DECRETO DIGNITÀ

Siamo veramente
sulla giusta strada?

 

Quando si parte dal lavoro dipendente, vuol dire che non si è capito il «verso». Non che i dipendenti non siano importanti, anzi. Ma dipendenti esistono se c’è un tessuto economico e produttivo e che lo stesso funzioni.

In Italia, nonostante i proclami, nonostante i messaggi, c’è una depressione infinita. Le imprese «boccheggiano», stanno morendo sotto il peso della tassazione e della burocrazia.

Adempimenti inutili per combattere un’evasione che sta da tutt’altra parte. Fumo negli occhi per i cittadini «onesti»… false speranze di rimettere in piedi un Paese inesorabilmente alla deriva.

Ci vuole coraggio nelle scelte, bisogna dare fiducia agli imprenditori, a quelli più giovani, ma anche ai meno giovani.

La fatturazione elettronica, la stretta sull’uso del contante, le tante comunicazioni e dichiarazioni… tanto vale mettere un cappio intorno al collo e dire: impiccatevi pure. La semplificazione, quella vera, è tutt’altro.

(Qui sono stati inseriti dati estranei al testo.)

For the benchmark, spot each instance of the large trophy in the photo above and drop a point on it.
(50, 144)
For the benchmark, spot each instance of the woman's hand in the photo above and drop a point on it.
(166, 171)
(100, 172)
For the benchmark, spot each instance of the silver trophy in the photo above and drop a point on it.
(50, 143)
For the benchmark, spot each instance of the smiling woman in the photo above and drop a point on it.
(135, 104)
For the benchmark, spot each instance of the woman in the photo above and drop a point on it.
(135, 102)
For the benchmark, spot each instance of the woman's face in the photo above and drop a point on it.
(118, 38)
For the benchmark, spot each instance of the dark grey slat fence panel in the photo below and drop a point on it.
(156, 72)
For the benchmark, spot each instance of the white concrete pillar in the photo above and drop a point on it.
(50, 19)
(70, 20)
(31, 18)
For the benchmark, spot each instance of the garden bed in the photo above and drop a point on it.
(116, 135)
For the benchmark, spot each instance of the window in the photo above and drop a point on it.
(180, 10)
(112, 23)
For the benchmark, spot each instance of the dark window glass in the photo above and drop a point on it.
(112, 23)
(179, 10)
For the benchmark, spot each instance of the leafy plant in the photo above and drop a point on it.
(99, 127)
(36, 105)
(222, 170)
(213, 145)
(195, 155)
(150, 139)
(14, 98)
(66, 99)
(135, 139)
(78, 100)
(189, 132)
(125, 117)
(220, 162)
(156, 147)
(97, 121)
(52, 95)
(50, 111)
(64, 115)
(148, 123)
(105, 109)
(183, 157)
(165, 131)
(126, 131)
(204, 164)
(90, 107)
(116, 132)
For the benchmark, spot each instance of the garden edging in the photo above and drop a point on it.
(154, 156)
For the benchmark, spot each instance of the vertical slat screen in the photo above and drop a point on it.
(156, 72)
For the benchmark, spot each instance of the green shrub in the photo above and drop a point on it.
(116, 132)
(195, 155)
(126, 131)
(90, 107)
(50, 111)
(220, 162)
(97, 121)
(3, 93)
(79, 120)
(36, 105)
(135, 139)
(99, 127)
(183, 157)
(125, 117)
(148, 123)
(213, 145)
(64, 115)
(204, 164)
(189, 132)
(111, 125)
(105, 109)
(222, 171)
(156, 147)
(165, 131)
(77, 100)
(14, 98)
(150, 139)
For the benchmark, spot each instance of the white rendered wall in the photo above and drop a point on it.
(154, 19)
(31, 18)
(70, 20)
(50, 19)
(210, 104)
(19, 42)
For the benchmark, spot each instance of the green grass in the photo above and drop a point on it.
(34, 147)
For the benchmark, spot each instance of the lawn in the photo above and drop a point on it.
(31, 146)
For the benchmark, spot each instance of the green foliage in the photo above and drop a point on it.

Quello appena varato, è un provvedimento deludente e forse peggiorativo per il mondo del lavoro. La precarietà esiste perché sono precarie le attività, perché ogni attività produttiva, ogni lavoratore autonomo e ogni professionista non sa se avrà un futuro, non sa se la sua «morte» dipenderà dalla sua volontà o da fattori esterni… non ha certezze.

Ma ora siamo tutti concentrati sui migranti… forse è questo che si vuole. Distogliere l’attenzione dai problemi più seri, quelli che, se affrontati con serietà e competenza, potrebbero riportare gli Italiani al grado di dignità che gli compete e che meritano.

Io voglio dare fiducia a questo governo, ma intanto, non mi lascio incantare. Posso augurare buon lavoro e… sperare.